Edit: But what if I still want to share the object with another thread? Let's say that after thread A finishes with object O, thread B wants to access O. In this case, can O still be confined to B after A is done with it?
Using a local variable is one example for sure but that just means you don't share your object with other thread (AT ALL). In case of JDBC Connection pool, doesn't it pass one connection from one thread to another once a thread is done with that connection (totally clueless about this because I never used JDBC).
So when an object is confined to a thread, no other thread can have access to it? That's what thread confinement means - the object can only EVER be accessed by one thread.
Stack confinement is confining a variable, or an object, to the stack of the thread. This is much stronger than Ad-hoc thread confinement, as it is limiting the scope of the object even more, by defining the state of the variable in the stack itself.
ThreadLocal is useful, when you want to have some state that should not be shared amongst different threads, but it should be accessible from each thread during its whole lifetime. As an example, imagine a web application, where each request is served by a different thread.
The ThreadLocal class is used to create thread local variables which can only be read and written by the same thread. For example, if two threads are accessing code having reference to same threadLocal variable then each thread will not see any modification to threadLocal variable done by other thread.
So when an object is confined to a thread, no other thread can have access to it?
No, it's the other way around: if you ensure that no other thread has access to an object, then that object is said to be confined to a single thread.

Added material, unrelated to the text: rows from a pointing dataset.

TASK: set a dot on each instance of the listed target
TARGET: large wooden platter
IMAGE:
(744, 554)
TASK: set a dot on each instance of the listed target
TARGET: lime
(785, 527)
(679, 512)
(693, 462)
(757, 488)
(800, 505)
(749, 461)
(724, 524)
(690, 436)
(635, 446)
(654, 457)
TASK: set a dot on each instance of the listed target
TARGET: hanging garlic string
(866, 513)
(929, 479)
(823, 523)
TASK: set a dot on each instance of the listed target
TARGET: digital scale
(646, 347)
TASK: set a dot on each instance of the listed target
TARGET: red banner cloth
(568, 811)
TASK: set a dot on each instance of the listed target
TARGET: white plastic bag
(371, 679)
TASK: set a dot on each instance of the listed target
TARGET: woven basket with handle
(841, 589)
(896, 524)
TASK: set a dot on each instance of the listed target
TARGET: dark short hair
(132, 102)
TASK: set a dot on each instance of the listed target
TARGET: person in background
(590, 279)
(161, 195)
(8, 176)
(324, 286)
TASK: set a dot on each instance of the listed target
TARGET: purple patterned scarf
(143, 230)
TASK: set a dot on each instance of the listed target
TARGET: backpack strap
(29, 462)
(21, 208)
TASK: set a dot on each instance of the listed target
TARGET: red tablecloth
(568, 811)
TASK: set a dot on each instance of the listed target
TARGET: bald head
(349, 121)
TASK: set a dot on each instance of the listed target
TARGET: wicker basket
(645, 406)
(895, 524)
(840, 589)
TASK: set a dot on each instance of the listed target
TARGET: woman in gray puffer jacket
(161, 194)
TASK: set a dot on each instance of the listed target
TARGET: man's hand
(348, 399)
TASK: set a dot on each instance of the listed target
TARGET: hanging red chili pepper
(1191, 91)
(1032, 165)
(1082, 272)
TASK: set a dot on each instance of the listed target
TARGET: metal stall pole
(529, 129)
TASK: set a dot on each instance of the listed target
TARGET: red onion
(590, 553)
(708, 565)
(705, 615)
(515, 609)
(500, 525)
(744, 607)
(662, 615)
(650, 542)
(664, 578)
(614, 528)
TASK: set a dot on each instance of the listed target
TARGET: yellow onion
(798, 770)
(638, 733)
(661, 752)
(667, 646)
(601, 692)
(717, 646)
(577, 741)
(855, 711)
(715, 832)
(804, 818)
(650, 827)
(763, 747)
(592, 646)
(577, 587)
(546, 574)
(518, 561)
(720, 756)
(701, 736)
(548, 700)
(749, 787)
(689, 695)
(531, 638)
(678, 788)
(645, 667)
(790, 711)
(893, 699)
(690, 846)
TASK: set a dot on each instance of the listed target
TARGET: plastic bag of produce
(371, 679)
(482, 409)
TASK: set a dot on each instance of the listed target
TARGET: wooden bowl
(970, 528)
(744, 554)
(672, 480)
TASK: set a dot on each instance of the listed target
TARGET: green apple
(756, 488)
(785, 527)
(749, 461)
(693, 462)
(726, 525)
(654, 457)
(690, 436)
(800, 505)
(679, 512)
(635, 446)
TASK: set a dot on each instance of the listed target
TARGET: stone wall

There's no language- or JVM-level mechanism that confines an object to a single thread. You simply have to ensure that no reference to the object escapes to a place that could be accessed by another thread. There are tools that help avoid leaking references, such as the ThreadLocal
class, but nothing that ensures that no reference is leaked anywhere.
For example: if the only reference to an object is from a local variable, then the object is definitely confined to a single thread, as other threads can never access local variables.
Similarly, if the only reference to an object is from another object that has already been proven to be confined to a single thread, then that first object is confined to the same thread.
Ad Edit: In practice you can have an object that's only accessed by a single thread at a time during its lifetime, but for which that single thread changes (a JDBC Connection
object from a connection pool is a good example).
Proving that such an object is only ever accessed by a single thread is much harder than proving it for an object that's confined to a single thread during its entire life, however.
And in my opinion those objects are never really "confined to a single thread" (which would imply a strong guarantee), but could be said to "be used by a single thread at a time only".